Around the globe, humans are encountering a remarkable health crisis due to the outbreak of COVID-19. As a result, people all over the world have been advised to remain at home and limit contact with other people. Due to the coronavirus pandemic, over 74,000 individuals have died, and the death rate continues to rise. People are getting panicked and depressed about the current situation. Health specialists are presently cautioning that our emotional and mental health may be impacted by the whole situation. Staying at home for any prolonged time frame can be frightening and worrying. Particularly if you are typically a very social and active person, being required to socially separate and self-isolate can be extremely difficult to manage. It’s not unexpected to feel on edge, disappointed or exhausted, and in case you’re stressed over the impact it will have on your psychological health, you are not the only one. We suggest you keep your normal activities just try them in a new way – from gym spin class, try online spin, instead of meeting friends at the pub, try online zoom parties! Here are some tips for adjusting to life in isolation and caring for your mental health during this time.
In most countries around the world you are no longer allowed to go out, have a night out on the town, go clothes shopping, meeting companions for espresso, or do your standard physical exercises. As you will most likely not be able to practice your normal everyday activities, you need to make sure your new daily routine incorporates approaches that keep you active. As enticing as it might be to remain in bed or lie on the couch and watch Netflix, over the long haul, this will undoubtedly be detrimental to your overall mood and emotions. Especially if you are typically a very active and fit person, it is important to find new exercise routines. In fact, this could be an excellent time to try something new such as online yoga classes, or a new at home fitness app!
Limit your news intake
It is important to stay updated about the circumstance using reliable sources, yet limiting your news and internet-based feeds to avoid overload of information may help reduce feelings of anxiety and stress. Having a constant feed of updates all day about the situation can affect your emotional wellness, including social media channels. The World Health Organization warns that a consistent stream of news reports about the global pandemic can make people feel anxious and distressed. We suggest you control your media and data consumption, otherwise watching the news 24-7 and having constant online networking updates can make you increasingly stressed. It might help to put parameters in place for yourself, such as only watching the news at set times, and limiting yourself to checking social media only three times a day.

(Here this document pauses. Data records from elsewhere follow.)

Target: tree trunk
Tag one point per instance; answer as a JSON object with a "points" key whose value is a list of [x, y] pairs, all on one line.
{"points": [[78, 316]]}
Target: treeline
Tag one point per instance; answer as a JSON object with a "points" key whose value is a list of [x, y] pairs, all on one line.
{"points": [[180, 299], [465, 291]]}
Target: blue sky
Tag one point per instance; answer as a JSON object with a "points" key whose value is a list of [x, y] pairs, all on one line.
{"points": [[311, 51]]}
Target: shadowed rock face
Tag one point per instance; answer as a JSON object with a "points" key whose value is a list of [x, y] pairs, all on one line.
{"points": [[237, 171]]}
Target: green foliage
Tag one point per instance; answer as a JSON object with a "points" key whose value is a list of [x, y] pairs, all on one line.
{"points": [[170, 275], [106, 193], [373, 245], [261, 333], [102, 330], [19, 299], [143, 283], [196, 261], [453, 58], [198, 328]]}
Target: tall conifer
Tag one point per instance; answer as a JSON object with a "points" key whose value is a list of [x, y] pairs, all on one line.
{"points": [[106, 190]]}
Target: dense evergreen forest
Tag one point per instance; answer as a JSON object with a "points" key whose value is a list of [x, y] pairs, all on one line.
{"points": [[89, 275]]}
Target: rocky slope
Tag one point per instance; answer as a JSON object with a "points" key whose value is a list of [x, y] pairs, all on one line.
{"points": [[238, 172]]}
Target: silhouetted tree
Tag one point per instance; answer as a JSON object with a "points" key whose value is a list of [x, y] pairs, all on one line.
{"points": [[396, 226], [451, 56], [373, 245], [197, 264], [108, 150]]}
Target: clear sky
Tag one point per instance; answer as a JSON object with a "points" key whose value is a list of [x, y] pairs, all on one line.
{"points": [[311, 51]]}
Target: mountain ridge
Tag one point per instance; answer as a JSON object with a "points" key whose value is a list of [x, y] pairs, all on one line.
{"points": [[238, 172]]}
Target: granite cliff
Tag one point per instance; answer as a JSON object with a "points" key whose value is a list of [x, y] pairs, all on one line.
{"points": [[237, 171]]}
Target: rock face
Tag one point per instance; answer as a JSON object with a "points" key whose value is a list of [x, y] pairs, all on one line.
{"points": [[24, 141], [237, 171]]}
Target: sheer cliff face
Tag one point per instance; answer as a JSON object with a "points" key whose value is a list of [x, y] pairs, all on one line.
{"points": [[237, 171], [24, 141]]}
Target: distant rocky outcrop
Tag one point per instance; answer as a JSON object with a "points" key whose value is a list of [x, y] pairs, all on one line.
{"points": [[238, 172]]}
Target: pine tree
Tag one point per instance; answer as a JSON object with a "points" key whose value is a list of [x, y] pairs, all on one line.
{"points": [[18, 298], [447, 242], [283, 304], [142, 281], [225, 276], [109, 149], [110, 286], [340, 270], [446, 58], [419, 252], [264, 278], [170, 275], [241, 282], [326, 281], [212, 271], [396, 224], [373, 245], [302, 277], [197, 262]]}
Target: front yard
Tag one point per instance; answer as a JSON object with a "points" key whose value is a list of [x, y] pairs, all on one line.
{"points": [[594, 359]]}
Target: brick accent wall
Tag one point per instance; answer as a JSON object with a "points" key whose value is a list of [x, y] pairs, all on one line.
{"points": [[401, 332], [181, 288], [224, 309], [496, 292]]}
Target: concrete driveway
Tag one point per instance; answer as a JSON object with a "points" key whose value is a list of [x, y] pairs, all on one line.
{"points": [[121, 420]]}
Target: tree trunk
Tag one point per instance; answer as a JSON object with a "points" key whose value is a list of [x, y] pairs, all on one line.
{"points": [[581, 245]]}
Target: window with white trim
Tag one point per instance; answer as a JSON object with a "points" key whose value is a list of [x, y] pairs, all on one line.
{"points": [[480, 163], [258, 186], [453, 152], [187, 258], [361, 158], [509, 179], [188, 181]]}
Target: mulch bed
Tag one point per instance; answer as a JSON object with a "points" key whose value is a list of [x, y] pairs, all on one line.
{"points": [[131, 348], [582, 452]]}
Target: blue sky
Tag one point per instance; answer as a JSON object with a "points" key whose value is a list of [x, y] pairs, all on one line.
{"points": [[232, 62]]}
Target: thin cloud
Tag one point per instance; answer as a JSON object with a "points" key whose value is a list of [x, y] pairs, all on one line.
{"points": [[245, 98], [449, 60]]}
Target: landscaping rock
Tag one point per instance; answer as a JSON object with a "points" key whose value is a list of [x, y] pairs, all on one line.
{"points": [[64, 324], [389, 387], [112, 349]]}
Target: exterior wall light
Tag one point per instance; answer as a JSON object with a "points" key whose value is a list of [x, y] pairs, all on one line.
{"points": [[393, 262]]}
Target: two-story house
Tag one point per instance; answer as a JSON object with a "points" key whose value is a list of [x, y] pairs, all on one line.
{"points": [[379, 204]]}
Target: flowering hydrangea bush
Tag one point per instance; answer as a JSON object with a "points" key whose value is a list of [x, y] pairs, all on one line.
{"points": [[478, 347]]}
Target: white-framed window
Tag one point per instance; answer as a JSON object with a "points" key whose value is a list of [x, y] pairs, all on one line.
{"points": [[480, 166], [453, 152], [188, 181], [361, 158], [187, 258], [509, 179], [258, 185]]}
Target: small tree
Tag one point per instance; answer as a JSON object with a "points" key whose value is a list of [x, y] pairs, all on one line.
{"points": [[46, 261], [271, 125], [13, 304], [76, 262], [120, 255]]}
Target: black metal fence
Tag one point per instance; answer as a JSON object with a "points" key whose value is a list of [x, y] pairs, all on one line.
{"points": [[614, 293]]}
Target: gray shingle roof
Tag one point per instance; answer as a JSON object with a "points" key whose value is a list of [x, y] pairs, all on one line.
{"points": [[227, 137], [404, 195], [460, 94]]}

Stay connected with others (virtually)
Indeed, even the most anti-social individuals need some connection with others for psychological health and emotional wellbeing. Many workplaces have been made virtual, with meetings happening online, and staff groups having virtual espresso gatherings. You could start an online book club, or organise an online connection with friends and family at an organised time. Although we are in self-isolation, it’s possible not to feel alone by connecting virtually. Connect with other individuals online and eliminate the feeling of loneliness.
Connect with nature
Invest some time and energy to connect with nature, even if just for a couple of moments. There is something relaxing about connecting with nature, so during times of vulnerability and stress, it is strongly suggested to put your worries aside and spend time with nature. If you have a garden or a backyard, then it is a blessing for you. Get outside and inhale natural air, feel nature, regardless of whether that be sun, wind, or a downpour.
Help other individuals
This is surely an unpleasant time for everyone while the world is under threat of COVID-19. It is a physically and mentally challenging situation and those who are less fortunate than you may be experiencing an even more difficult time. If you are not under strict isolation, then you could take care of others around you. By helping those around us who are in need, we actually help our own psychological wellness. It benefits ourselves and the people around us to band together.